I was born and raised in Indiana, the heart of the “Euchre Belt.” Along with understanding all things basketball and eating dinner plate-sized tenderloin sandwiches, I learned how to play euchre, right?

Wrong.

My father, a card-shark-turned-pastor, nixed cards. Even Old Maid made him uneasy. While friends learned to play euchre and that favorite pastime of the devil, poker, I grew up calling clubs “clovers.”

Instead, our default family activity consisted of singing around the piano.

Once, at an Indiana University summer music camp for high schoolers, I sowed the wildest of oats. My sort-of boyfriend, who also attended, volunteered to teach me euchre. He became my partner.

By evening’s end, he was crying. Why, I didn’t know. The clover issue bothered him. Also, I considered spades hearts too — pointy black hearts. He took that personally.

The relationship crashed.

Dad was right. Playing cards messed up your life.

Then, I met my dream guy: taller than me, with bigger feet and a cute smile. Like me, he enjoyed school. More important, he shared my Christian faith, as did his family.

Eventually, he invited me to his grandparents’ get-together.

I was ecstatic. Until everyone started playing heathen euchre.

Worse, no piano graced their living room.

How could this relationship survive?

Especially, as I learned his parents and grandparents played euchre every week. Grandma and Grandpa even gambled (gasp!), winning penny pots and cans of applesauce and beanee weenees.

My parents would want me to be polite. When my hosts insisted on teaching me euchre, I tried to learn.

Only now do I realize the extent of their kindness. Even Grandpa didn’t pounce on me — mostly because Grandma fixed a steely eye on him when I, his partner, trumped his aces.

Fortunately, my future husband was too in love to notice when I trumped his.

However, even he tired of waiting while I pondered various plays. He joined the others in extended coffee and bathroom breaks. Grandpa built a garage.

“With practice, you’ll do fine,” my sweet, future mother-in-law assured me.

She was right. After 25 years of marriage, I could play without anyone building garages.

Of course, our children caught on to the game as preschoolers. Their children also are fast learners.

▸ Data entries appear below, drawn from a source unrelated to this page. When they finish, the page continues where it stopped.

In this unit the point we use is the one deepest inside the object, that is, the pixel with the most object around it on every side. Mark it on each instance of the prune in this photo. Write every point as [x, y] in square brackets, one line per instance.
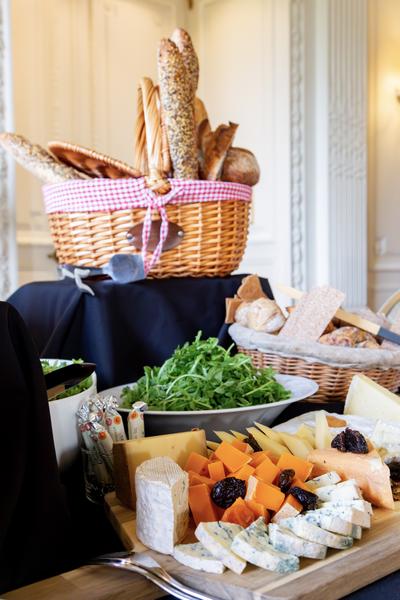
[307, 499]
[285, 480]
[394, 468]
[226, 491]
[350, 440]
[251, 440]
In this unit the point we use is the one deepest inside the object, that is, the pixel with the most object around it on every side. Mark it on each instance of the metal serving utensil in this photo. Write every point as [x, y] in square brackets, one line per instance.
[142, 563]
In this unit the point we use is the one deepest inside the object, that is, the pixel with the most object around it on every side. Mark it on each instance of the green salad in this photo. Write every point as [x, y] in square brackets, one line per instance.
[77, 389]
[202, 375]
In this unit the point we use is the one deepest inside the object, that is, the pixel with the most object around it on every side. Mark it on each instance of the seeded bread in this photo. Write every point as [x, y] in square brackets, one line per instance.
[176, 96]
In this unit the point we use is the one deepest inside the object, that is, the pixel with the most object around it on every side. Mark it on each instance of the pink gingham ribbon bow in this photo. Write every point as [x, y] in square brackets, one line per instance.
[156, 202]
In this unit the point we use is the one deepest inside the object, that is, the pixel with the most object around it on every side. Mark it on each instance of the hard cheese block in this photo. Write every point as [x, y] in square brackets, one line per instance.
[162, 509]
[369, 399]
[370, 473]
[128, 455]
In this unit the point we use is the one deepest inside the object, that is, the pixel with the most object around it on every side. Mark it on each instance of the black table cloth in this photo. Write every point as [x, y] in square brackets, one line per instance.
[124, 327]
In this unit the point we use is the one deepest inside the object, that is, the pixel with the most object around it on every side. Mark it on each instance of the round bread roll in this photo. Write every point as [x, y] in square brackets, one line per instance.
[261, 315]
[240, 166]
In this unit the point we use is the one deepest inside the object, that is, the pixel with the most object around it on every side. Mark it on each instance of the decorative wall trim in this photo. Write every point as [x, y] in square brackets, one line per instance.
[297, 139]
[7, 218]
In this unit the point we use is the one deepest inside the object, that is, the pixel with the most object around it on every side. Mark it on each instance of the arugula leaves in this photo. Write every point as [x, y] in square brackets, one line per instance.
[202, 375]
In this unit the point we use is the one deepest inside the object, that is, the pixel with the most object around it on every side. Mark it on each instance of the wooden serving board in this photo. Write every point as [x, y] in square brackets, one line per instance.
[342, 572]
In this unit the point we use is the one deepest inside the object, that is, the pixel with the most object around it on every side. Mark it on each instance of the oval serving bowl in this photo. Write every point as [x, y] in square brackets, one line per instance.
[160, 422]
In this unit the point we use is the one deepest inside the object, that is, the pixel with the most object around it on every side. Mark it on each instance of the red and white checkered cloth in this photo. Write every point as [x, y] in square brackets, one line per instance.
[106, 195]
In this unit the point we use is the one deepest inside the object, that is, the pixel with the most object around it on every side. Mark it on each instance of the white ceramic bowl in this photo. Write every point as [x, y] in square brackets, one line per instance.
[64, 422]
[159, 422]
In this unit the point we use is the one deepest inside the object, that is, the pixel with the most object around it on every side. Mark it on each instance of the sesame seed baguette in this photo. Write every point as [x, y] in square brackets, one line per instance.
[176, 98]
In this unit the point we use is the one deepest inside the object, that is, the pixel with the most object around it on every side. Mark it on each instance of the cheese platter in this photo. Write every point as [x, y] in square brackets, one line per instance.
[267, 512]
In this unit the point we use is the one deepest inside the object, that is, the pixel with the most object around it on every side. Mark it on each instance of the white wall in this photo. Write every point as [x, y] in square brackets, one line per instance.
[384, 150]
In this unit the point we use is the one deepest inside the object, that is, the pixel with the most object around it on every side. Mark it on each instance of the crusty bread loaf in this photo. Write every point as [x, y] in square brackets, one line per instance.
[176, 96]
[240, 166]
[214, 146]
[37, 160]
[183, 41]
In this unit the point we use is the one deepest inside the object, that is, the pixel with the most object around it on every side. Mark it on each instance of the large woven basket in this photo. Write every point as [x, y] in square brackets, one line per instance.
[215, 229]
[333, 381]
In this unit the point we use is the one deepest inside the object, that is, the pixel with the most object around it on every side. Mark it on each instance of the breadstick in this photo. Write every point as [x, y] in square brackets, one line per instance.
[183, 41]
[176, 97]
[37, 160]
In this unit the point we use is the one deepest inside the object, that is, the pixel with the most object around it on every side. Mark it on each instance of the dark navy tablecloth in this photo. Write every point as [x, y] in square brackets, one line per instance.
[124, 326]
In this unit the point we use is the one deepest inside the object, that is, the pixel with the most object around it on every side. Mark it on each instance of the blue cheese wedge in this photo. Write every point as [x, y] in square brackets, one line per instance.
[331, 521]
[198, 557]
[327, 479]
[162, 505]
[347, 490]
[217, 538]
[313, 533]
[252, 545]
[284, 540]
[285, 512]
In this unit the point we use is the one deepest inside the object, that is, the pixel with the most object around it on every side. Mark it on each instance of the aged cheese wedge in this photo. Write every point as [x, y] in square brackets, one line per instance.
[252, 545]
[217, 538]
[162, 509]
[369, 399]
[286, 541]
[266, 443]
[369, 471]
[197, 557]
[128, 455]
[308, 531]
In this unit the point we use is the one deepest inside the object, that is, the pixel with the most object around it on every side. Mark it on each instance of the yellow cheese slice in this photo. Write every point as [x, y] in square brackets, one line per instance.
[369, 399]
[128, 455]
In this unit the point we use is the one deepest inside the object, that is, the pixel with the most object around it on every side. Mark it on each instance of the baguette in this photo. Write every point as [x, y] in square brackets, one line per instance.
[183, 41]
[240, 166]
[214, 146]
[176, 96]
[37, 160]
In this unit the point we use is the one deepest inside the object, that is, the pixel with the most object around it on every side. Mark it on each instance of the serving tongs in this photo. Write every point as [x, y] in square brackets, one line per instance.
[61, 379]
[143, 564]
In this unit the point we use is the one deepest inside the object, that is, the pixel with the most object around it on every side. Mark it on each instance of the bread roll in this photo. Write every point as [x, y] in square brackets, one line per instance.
[183, 41]
[37, 160]
[261, 315]
[240, 166]
[176, 97]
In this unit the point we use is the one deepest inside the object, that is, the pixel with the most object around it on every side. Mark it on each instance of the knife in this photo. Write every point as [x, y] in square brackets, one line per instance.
[59, 380]
[350, 318]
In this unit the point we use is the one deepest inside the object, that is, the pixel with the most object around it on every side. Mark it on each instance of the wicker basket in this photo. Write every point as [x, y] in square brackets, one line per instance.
[213, 245]
[333, 381]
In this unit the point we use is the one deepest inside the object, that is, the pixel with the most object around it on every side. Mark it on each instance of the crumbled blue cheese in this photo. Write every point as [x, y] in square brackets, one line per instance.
[252, 544]
[284, 540]
[313, 533]
[327, 479]
[198, 557]
[217, 538]
[331, 521]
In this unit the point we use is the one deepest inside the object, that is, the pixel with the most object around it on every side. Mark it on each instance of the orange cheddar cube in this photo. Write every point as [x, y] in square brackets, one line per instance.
[267, 471]
[197, 463]
[302, 468]
[258, 509]
[196, 479]
[244, 473]
[264, 493]
[201, 504]
[239, 513]
[216, 470]
[232, 458]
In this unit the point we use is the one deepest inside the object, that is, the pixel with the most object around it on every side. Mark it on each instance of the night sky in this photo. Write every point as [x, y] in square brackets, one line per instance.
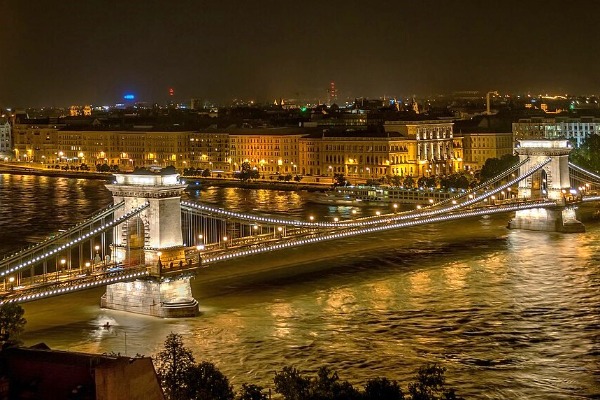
[57, 53]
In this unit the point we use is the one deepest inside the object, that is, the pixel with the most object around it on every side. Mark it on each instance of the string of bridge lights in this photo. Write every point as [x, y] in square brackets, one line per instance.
[486, 183]
[375, 220]
[69, 289]
[58, 249]
[383, 227]
[590, 174]
[88, 221]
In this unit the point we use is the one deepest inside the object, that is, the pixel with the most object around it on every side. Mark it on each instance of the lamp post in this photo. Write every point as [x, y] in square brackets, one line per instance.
[97, 258]
[199, 248]
[159, 263]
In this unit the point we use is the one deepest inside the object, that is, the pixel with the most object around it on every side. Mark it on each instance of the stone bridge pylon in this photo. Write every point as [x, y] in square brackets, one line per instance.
[152, 238]
[551, 182]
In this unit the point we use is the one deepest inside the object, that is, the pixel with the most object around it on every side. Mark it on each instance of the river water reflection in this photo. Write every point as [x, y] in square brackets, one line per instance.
[510, 314]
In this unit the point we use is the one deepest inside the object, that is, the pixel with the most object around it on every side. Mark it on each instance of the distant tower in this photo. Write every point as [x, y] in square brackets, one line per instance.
[415, 106]
[332, 94]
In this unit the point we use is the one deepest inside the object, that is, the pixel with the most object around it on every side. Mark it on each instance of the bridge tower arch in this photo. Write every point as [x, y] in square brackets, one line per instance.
[151, 239]
[158, 228]
[550, 181]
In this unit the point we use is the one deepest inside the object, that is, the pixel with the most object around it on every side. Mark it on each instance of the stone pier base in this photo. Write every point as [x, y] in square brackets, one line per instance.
[549, 220]
[170, 299]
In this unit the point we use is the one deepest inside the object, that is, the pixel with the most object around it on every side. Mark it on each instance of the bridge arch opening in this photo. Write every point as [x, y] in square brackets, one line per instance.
[539, 184]
[135, 241]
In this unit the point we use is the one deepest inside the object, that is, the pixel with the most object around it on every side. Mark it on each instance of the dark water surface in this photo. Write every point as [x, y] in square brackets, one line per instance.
[510, 314]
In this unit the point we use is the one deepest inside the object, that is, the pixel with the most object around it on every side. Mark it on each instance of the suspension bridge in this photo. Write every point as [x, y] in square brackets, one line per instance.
[146, 245]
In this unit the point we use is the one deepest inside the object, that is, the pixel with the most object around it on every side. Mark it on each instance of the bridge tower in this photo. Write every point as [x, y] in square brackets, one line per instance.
[153, 238]
[552, 179]
[551, 182]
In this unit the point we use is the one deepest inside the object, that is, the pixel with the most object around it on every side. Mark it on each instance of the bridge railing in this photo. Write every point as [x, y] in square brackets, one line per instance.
[50, 249]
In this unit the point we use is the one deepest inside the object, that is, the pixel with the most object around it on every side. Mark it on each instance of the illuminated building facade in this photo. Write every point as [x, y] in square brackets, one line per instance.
[35, 142]
[478, 147]
[368, 155]
[5, 140]
[402, 148]
[556, 128]
[269, 150]
[434, 145]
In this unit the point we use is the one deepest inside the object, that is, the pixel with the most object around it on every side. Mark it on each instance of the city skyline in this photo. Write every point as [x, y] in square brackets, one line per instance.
[64, 52]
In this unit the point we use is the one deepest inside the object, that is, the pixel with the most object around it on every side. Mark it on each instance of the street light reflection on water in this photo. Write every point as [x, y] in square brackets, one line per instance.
[510, 314]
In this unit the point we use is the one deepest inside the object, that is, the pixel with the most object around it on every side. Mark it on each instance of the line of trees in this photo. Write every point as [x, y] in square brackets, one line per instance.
[182, 378]
[586, 156]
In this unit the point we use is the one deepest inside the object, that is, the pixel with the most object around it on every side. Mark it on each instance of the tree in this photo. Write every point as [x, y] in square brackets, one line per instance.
[205, 382]
[409, 182]
[586, 156]
[291, 384]
[382, 389]
[12, 322]
[327, 386]
[339, 180]
[172, 365]
[430, 385]
[246, 172]
[252, 392]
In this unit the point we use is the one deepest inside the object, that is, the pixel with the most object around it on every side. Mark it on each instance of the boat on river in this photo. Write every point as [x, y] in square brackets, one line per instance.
[380, 195]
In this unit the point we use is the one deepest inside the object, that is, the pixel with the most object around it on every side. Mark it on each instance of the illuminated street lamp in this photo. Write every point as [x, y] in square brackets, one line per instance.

The Phillips family playing euchre.

When we play with friends, the card sharks my father warned me about, they can’t play plain euchre. No, we must bid and think high and low and upside down.

You mean the cards read the same upside down?

My euchre education continues.

Occasionally, even the friendliest card sharks lose patience with me. But the important relationship hasn’t crashed.

He still possesses a cute smile. And Hubby can sing around the piano, too.

Your Extraordinary Ordinary: What in-law tradition tripped (trips) you up?